I didn’t intend to chase the rarity, but I brought my camera and binoculars to work just in case, and when a second report of the Blue-Gray Gnatcatcher (originally found by Nick Mrvelj) came in at Kelley Point Park, I decided to go for it.
I arrived and immediately felt overwhelmed. Tiny bird, big park. Walking along the trails I tried to find clues but found only people and dogs. I’d all but given up until when I got back to the parking lot and bumped into more birders. Fresh eyes and more people looking couldn’t hurt so I joined the search party.
We managed to find even more birders, including Adrian Hinkle, who’d seen the gnatcatcher just 30 min prior.

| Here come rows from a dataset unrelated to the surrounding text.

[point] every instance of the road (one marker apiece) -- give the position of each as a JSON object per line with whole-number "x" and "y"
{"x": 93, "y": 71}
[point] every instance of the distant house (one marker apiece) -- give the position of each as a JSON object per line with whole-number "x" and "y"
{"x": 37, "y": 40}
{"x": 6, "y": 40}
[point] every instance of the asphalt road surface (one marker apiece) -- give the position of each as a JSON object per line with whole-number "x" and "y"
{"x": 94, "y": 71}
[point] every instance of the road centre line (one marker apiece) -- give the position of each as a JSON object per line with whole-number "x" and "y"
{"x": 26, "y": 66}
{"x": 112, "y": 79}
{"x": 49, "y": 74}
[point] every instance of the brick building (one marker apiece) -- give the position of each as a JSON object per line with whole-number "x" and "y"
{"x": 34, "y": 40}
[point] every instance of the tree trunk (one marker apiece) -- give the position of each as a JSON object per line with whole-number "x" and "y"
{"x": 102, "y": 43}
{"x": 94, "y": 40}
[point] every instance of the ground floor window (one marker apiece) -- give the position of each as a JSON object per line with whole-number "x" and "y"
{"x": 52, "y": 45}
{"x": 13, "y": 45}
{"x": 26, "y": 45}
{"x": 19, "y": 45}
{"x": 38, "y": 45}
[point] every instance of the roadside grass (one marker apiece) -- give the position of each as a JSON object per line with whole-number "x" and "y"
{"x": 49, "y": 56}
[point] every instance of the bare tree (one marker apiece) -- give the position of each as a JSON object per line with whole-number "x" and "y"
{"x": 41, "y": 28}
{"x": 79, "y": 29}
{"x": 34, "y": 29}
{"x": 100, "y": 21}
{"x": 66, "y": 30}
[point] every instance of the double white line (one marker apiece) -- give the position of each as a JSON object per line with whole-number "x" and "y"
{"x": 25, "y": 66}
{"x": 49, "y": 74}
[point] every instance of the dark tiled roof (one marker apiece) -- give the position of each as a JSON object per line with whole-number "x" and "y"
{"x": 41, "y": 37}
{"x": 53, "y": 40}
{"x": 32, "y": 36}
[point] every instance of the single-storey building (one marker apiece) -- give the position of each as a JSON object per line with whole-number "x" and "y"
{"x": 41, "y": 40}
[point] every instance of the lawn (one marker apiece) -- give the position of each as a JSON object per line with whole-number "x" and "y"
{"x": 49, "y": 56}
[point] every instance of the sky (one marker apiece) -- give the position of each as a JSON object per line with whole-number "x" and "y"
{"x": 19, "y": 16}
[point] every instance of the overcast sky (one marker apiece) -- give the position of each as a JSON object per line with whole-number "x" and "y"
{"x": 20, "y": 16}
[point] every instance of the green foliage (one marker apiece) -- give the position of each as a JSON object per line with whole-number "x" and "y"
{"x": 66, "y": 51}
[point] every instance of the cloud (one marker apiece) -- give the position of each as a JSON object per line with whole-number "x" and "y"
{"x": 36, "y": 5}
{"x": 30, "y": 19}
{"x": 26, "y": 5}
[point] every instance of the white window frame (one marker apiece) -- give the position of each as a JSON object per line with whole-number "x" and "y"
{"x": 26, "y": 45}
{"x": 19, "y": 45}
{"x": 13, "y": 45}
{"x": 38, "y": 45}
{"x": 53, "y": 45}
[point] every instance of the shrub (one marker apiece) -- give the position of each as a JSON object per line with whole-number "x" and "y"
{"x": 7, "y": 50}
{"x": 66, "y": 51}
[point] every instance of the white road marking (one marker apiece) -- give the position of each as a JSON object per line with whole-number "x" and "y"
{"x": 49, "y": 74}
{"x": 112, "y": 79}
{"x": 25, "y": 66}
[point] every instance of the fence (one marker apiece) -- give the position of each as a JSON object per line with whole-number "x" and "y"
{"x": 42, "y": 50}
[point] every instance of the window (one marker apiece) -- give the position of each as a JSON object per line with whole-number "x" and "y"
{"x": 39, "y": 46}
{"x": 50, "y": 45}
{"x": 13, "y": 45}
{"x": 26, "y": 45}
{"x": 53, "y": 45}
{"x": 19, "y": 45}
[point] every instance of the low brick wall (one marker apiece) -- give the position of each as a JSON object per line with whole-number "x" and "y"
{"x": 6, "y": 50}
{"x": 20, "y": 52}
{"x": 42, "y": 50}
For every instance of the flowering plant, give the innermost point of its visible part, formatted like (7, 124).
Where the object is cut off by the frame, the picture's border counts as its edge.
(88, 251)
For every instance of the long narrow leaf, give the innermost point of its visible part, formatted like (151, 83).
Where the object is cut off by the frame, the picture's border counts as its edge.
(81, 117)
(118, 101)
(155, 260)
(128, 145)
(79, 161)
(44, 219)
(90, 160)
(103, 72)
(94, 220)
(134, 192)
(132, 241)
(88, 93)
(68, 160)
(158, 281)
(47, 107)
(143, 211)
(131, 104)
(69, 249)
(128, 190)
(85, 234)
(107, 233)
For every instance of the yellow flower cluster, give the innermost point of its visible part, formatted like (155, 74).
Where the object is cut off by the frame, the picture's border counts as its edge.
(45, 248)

They kindly walked us to the area it was last seen, and in one minute, Adrian said “stop” and pointed up high in a cottonwood. He’d heard the bird a mile away, basically. And lucky for us because we were able to catch a quick glimpse before it moved on. I got one unflattering photo.

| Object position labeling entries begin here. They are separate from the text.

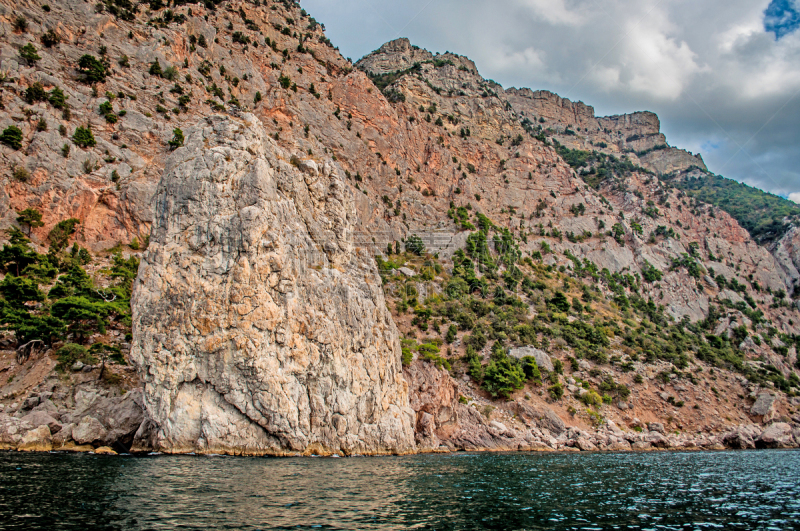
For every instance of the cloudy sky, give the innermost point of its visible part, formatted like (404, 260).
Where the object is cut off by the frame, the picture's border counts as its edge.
(723, 75)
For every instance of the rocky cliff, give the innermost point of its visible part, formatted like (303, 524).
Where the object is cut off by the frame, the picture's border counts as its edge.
(258, 327)
(277, 194)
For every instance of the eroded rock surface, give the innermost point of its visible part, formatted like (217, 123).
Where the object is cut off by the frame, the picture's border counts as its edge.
(259, 329)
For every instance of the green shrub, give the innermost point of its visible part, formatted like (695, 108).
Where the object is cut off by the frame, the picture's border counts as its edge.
(502, 377)
(20, 174)
(28, 54)
(556, 391)
(155, 69)
(531, 369)
(591, 398)
(35, 93)
(177, 139)
(451, 333)
(83, 137)
(415, 245)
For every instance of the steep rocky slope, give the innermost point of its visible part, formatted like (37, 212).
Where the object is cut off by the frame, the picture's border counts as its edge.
(259, 325)
(263, 330)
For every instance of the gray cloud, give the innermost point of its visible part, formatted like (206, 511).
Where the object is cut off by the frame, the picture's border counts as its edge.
(720, 83)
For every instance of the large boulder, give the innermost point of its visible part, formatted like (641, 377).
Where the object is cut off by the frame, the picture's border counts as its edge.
(259, 328)
(541, 417)
(40, 418)
(120, 417)
(778, 435)
(763, 405)
(741, 437)
(38, 439)
(89, 431)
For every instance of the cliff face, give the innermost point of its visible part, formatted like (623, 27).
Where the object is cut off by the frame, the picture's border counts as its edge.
(260, 323)
(258, 327)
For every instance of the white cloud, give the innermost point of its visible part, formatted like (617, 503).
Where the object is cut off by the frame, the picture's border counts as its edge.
(708, 69)
(553, 11)
(657, 65)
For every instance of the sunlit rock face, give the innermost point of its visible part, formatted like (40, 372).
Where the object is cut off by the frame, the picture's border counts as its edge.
(259, 328)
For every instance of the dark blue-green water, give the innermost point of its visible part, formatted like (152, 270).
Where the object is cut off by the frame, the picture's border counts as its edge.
(662, 491)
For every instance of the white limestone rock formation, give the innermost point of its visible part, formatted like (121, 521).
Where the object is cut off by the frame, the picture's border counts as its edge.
(258, 327)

I was surprised to get it the frame, it moved around quickly high up in the tree as the light faded fast. There’s talk that this may be the eastern variety based on this bird’s characteristics (lighter undersides, position high up in the trees, and higher-pitched call notes), but it’s still under discussion. That reminds me, check out this website, Xeno-canto where you can listen to and share bird songs and easily compare songs from different regions. Cool stuff.
Feeling extremely lucky to have seen this bird, I pressed my luck further and stopped at Columbia Point near Hayden Island Marina to see if any Surf Scoters were still around. They weren’t but a Red-necked Grebe was.

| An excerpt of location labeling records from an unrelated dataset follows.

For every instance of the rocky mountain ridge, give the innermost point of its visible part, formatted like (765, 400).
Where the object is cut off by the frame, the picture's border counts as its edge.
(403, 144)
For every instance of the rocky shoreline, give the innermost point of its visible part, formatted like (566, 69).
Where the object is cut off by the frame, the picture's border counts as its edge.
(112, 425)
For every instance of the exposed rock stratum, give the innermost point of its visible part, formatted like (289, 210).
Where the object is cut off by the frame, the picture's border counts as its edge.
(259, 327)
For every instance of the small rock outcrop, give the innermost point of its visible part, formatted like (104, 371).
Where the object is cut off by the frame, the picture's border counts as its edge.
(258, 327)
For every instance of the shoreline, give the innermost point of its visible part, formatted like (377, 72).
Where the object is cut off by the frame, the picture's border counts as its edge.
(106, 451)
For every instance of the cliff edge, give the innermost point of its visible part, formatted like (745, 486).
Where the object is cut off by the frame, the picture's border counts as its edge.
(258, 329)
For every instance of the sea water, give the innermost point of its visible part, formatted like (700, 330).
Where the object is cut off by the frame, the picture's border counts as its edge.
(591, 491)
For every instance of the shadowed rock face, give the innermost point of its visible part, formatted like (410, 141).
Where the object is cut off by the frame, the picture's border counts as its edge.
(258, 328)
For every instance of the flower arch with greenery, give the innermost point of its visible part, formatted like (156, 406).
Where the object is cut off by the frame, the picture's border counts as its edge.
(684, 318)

As was a Ruddy Duck (on the left). Also, I wasn’t positive, but I thought I saw the Clark’s Grebe that had been reported by Andy Frank earlier in the week.
Maybe? The light was so terrible. I needed to investigate further, so I returned the following day. This time I brought along my new scope.
It worked! I found four Surf Scoters (and one Lesser Scaup in the middle).
And grebes. So many grebes.
With a handful of perky-tailed Ruddy Ducks in the mix.
Back to the grebes. There was Western Grebe.
Western and Horned Grebes.
Horned (top) and eared (bottom) grebes together for a nice comparison. Note the peaked head and darker cheek on the eared.
Western, Eared, and Horned.
And my best combo: Western, Eared, Horned, and Clark’s. In that order.
There was safely one Clark’s Grebe with more white around the eye and an orangeish bill.
I was surprised to see the variation of black around the eye among the grebes.
That or it was one giant Loch Ness Western-Clark’s Grebe.
Anyways, I passed a couple of cool cats along the marina. One bengal-looking kitty wearing a bell and another the stylish Birdsbesafe collar. I hope those things work.
I found the sixth and final grebe species safe from cats in the water, Pied-billed Grebes.
That’s it. At one location in two days I found all six species of grebes that can be seen in Oregon: Red-necked, Western, Clark’s, Horned, Eared, and Pied-billed.
I might as well throw in a Least Grebe from Texas.
That’s all the grebes of North America! What’s next? Great Grebe? Great-crested Grebe? Hoary-headed Grebe? All real. I had no idea there were so many grebes in the world, 19 species remain, and some like the gorgeous Hooded Grebe, one of the rarest birds in South America, are critically endangered. There’s even a documentary about them: Tango in the Wind.
How lucky we are to have all the grebes.
If there is no bird, there is no tango.